Haigh is a touch disingenuous about the dist­inction between Warne the man and Warne the cricketer. Having excused Warne’s serial marital betrayals in ways that will surely risk the ire of female readers, Haigh brushes the whole explanation off by saying that his argument is mere speculation, since he doesn’t really know Warne, and that anyway, “I only wished to watch him play cricket”. But if that’s so, why go to such lengths to defend Warne for his rooting and sledging? Haigh bemoans modern society’s tendency to find excuses for its own misbehaviour, yet he seems to do just that for Warne’s bone-headed behaviour towards opponents, women and bookmakers, and for his flirtation with diuretics, which led to a one-year ban for drug use.
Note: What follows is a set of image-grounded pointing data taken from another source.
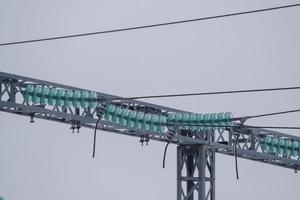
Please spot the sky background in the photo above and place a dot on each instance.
(44, 161)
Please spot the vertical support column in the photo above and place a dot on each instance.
(195, 173)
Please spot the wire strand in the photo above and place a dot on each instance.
(235, 157)
(266, 114)
(95, 133)
(150, 26)
(208, 93)
(165, 153)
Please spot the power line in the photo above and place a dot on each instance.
(207, 93)
(151, 25)
(267, 114)
(233, 126)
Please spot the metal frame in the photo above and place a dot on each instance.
(194, 145)
(196, 172)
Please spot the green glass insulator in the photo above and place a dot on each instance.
(92, 99)
(84, 99)
(161, 127)
(124, 117)
(214, 120)
(200, 121)
(171, 118)
(29, 88)
(288, 148)
(178, 120)
(117, 115)
(154, 123)
(186, 121)
(221, 120)
(51, 98)
(146, 122)
(273, 145)
(68, 98)
(193, 121)
(60, 97)
(36, 97)
(131, 119)
(207, 121)
(76, 99)
(28, 93)
(295, 148)
(44, 95)
(109, 112)
(266, 144)
(139, 120)
(228, 118)
(281, 146)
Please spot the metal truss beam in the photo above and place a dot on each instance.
(249, 144)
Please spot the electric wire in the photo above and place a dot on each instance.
(95, 133)
(235, 126)
(151, 25)
(206, 93)
(165, 153)
(235, 157)
(265, 115)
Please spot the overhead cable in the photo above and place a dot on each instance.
(207, 93)
(150, 26)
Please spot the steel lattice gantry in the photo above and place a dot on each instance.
(196, 149)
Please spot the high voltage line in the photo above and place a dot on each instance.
(151, 25)
(207, 93)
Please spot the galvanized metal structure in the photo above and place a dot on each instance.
(196, 149)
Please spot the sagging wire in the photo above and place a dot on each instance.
(95, 135)
(235, 156)
(100, 112)
(165, 153)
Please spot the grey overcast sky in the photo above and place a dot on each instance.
(44, 161)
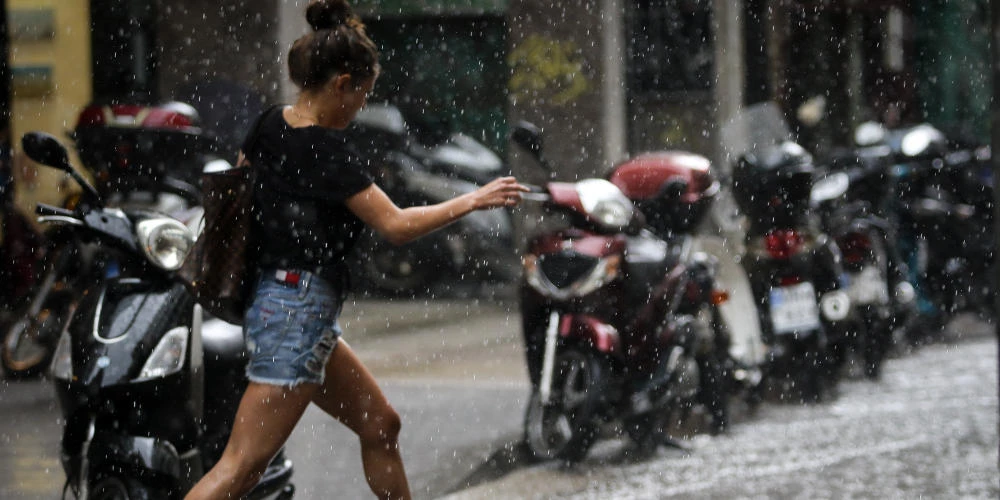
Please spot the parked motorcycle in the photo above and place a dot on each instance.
(143, 157)
(147, 389)
(793, 267)
(941, 205)
(416, 173)
(881, 298)
(619, 323)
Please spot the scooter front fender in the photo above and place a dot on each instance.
(142, 456)
(592, 331)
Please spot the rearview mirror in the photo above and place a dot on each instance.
(529, 137)
(46, 149)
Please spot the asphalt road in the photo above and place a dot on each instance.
(454, 370)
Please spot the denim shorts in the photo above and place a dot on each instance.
(291, 329)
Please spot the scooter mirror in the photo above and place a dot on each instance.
(830, 187)
(869, 134)
(46, 149)
(529, 137)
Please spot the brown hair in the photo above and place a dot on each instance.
(337, 45)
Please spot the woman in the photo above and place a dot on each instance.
(313, 198)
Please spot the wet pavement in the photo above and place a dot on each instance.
(454, 370)
(928, 429)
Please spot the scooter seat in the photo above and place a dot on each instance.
(222, 342)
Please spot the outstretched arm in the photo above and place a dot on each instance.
(402, 225)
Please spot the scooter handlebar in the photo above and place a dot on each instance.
(44, 209)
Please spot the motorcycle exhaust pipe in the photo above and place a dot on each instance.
(549, 358)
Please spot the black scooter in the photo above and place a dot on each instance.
(148, 390)
(415, 172)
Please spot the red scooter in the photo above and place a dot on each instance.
(620, 320)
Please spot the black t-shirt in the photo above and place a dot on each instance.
(303, 177)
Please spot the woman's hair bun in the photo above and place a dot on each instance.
(328, 14)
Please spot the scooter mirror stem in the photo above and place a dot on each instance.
(47, 150)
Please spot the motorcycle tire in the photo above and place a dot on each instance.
(112, 487)
(878, 337)
(567, 426)
(812, 376)
(29, 343)
(713, 393)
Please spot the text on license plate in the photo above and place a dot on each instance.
(794, 308)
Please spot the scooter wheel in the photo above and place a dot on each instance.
(122, 488)
(567, 426)
(28, 344)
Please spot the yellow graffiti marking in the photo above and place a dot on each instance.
(542, 67)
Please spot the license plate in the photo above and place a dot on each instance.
(794, 308)
(868, 287)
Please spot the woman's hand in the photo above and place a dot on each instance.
(402, 225)
(502, 192)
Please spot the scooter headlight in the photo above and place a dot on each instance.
(570, 283)
(605, 204)
(166, 242)
(62, 360)
(168, 356)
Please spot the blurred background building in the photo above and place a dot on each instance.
(604, 78)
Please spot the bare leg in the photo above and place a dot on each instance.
(266, 417)
(351, 395)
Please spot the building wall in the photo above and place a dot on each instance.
(50, 59)
(555, 60)
(229, 40)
Occasionally you feel as if Haigh himself has doubts about applying his talents to a mere game. At the close of On Warne he writes slightly defensively that, “by several rigorous measures, [cricket] may even be judged quite trivial”. But he reassures himself that being “the best at something that there has ever been” is no trivial matter. If that is true of sport itself, it could also be said of writing about it. Haigh might have cited the philosopher Roger Scruton, who wrote that “the surplus of interest in the world which spills over into sport is the mark of rational beings, who are satisfied with supremely useless things”.

So Haigh is not wasting his talent. It would be an act of snobbery (towards Warne) and philistinism (towards cricket) to argue that the subject of Haigh’s book is unequal to its author. Warne the player and Warne the public phenomenon are both worthy of serious scrutiny, as Haigh’s short book proves conclusively. But what On Warne also suggests is that cricket may not be a big enough subject to do justice to Haigh’s talent. On Warne is so good and yet promises so much more that it tempts a thought: somewhere inside Gideon Haigh, is there a truly defining book about Australia? Perhaps it is a history or a deep social critique. Would a twenty-first-century answer to Donald Horne’s The Lucky Country be out of his reach?

Should such a book never materialise, Haigh’s admirers will have no cause to complain. It is better to turn out a masterpiece about a trivial subject than to write a trivial book about a weighty one. So if Haigh does nothing but produce more volumes of the quality of On Warne, we will still be in his debt. But Haigh’s list of publications is already so richly varied—at the age of twenty he wrote a history of BHP, later a volume on James Hardie Corporation, and last year an illustrated doorstop of a book called The Office: A Hardworking History—that we know he is no specialist player but a true all-rounder. We now await the book that confers upon him Sobers-like stature in the history of Australian letters.

Sam Roggeveen is a Fellow at the Lowy Institute for International Policy.